Ernesto Grassi in Zürich (Mitte 1980er Jahre)
Ernesto Grassi bei der Eröffnung des italienischen wissenschaftlichen Institutes Studia humanitatis in Berlin (Dezember 1942)

Ernesto Grassi (* 2. Mai 1902 in Mailand; † 22. Dezember 1991 in München) war ein italienischer Philosoph.

Der Existentialist Grassi, Sohn einer deutschen Mutter und eines italienischen Vaters, lehrte viele Jahrzehnte Philosophie an italienischen und deutschen Universitäten. 1925 wurde er bei Piero Martinetti an der Universität Mailand promoviert. In Aix-en-Provence hörte er Maurice Blondel. Bei einer Rundreise durch Deutschland nahm er Kontakt zu Heinrich Rickert, Karl Jaspers, Nicolai Hartmann, Max Scheler und Martin Heidegger auf. 1928 ging er zu Heidegger nach Freiburg im Breisgau, wo Grassi bis 1938 als Lektor für Italienisch und Lehrbeauftragter für Philosophie lehrte.

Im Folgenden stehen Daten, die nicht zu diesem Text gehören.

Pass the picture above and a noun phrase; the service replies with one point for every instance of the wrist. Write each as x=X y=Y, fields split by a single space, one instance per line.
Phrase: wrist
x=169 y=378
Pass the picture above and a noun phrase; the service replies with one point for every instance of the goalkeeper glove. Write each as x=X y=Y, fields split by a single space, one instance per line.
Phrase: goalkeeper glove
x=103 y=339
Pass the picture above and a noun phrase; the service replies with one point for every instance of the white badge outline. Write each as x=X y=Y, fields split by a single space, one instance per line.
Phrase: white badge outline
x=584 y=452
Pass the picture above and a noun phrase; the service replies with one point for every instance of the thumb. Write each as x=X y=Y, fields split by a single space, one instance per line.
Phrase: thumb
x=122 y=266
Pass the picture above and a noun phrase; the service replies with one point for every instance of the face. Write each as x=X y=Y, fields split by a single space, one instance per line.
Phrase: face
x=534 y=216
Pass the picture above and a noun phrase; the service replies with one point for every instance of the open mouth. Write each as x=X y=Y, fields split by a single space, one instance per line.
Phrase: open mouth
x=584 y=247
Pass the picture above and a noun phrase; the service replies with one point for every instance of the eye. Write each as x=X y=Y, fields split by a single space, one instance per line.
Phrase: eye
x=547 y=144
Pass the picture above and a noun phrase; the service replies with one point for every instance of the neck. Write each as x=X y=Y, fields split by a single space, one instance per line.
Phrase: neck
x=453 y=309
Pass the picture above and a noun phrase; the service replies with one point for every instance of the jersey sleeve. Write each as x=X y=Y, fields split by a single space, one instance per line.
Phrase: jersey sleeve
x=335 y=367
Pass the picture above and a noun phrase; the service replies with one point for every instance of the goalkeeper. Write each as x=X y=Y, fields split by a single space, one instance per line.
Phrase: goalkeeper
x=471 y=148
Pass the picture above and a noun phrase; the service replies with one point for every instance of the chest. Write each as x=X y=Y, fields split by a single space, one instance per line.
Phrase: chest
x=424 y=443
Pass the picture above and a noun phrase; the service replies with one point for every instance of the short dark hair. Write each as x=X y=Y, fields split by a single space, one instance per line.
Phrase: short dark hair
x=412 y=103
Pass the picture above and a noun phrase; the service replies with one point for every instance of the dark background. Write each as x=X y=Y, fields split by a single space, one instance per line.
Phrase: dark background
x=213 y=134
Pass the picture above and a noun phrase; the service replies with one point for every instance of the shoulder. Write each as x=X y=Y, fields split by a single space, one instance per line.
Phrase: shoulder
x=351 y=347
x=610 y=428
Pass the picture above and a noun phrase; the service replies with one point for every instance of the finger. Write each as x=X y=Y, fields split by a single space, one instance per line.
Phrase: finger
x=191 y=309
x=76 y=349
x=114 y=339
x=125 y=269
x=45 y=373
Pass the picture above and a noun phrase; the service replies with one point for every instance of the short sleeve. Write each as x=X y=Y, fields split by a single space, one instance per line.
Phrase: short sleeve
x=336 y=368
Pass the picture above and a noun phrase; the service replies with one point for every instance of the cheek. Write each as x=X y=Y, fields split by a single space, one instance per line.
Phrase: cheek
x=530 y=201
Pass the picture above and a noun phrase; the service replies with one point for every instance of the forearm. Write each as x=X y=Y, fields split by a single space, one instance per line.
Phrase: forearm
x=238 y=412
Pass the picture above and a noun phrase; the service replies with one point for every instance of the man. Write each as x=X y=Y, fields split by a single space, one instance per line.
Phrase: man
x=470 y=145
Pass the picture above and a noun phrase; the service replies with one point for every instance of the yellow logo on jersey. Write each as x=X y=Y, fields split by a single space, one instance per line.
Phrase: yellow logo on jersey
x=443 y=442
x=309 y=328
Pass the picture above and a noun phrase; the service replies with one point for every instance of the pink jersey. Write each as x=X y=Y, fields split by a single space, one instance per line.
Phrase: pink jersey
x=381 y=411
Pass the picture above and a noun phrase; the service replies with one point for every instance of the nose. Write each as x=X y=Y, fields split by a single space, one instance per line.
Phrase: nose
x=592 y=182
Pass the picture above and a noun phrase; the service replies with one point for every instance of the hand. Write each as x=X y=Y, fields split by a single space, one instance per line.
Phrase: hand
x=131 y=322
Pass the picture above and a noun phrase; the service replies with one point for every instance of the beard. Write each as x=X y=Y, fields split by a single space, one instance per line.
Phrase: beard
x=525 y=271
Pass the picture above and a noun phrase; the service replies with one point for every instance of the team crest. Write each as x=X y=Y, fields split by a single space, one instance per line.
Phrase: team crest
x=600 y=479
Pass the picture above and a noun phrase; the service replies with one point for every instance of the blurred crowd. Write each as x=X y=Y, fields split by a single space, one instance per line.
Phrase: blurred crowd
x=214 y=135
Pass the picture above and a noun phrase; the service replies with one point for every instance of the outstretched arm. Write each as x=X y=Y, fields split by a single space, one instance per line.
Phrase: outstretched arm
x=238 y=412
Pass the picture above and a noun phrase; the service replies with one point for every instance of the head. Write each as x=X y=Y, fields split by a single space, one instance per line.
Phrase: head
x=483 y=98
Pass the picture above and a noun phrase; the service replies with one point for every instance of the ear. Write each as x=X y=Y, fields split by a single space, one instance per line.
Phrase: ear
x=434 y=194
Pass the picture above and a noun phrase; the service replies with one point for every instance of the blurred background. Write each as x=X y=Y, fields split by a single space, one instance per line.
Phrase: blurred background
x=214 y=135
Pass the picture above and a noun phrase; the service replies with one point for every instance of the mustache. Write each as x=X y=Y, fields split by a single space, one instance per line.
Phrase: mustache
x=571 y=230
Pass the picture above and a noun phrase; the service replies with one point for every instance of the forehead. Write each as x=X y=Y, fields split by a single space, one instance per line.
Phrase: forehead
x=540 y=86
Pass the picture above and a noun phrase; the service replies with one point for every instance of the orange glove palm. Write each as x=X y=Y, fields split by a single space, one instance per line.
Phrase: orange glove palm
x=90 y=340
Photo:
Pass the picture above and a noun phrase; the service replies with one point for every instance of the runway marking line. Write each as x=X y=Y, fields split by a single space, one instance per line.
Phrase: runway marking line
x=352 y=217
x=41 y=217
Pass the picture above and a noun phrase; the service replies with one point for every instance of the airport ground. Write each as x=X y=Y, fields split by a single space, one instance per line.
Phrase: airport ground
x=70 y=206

Am 31. Dezember 1932 erhielt Grassi vom italienischen Erziehungsministerium die Lehrbefugnis (libera docenza) für Geschichte der Philosophie. Als Privatdozent hielt er an der Staatsuniversität Mailand seinen ersten Kurs ab, doch nach der Machtübernahme kehrte Grassi im Mai 1933 wieder nach Freiburg zurück.[1] 1938 ging er nach Berlin, wohin seine 1938 in Freiburg verliehene Honorarprofessur 1939 verlagert wurde. 1941 erschien ein Beitrag in Alfred Rosenbergs Zeitschrift Nationalsozialistische Monatshefte.[2] 1942 gründete er das Institut Studia humanitatis in Berlin. Von 1943 bis 1944 hielt er sich in Norditalien, dann in der Schweiz auf; hier nahm er von 1946 bis 1949 einen Lehrauftrag in Zürich wahr. 1947 war er für das Erscheinen des Humanismusbriefes Heideggers verantwortlich, der ersten Veröffentlichung Heideggers nach dem Zweiten Weltkrieg.[3] In München gründete er 1948 das Centro italiano di studi umanistici e filosofici, das er auch leitete, und war hier von 1948 bis 1970 Ordinarius, dann Emeritus an der Ludwig-Maximilians-Universität. Ab 1965 leitete er auch das Seminar für Philosophie und Geistesgeschichte des Humanismus an der Universität. Sein Nachfolger auf dem Lehrstuhl wurde Stephan Otto. Auch am Wiederaufbau des Kölner Petrarca-Instituts war er neben Fritz Schalk beteiligt. Er galt als einer der gründlichsten Kenner des italienischen Humanismus. Grassi gab die Reihe Humanistische Bibliothek heraus.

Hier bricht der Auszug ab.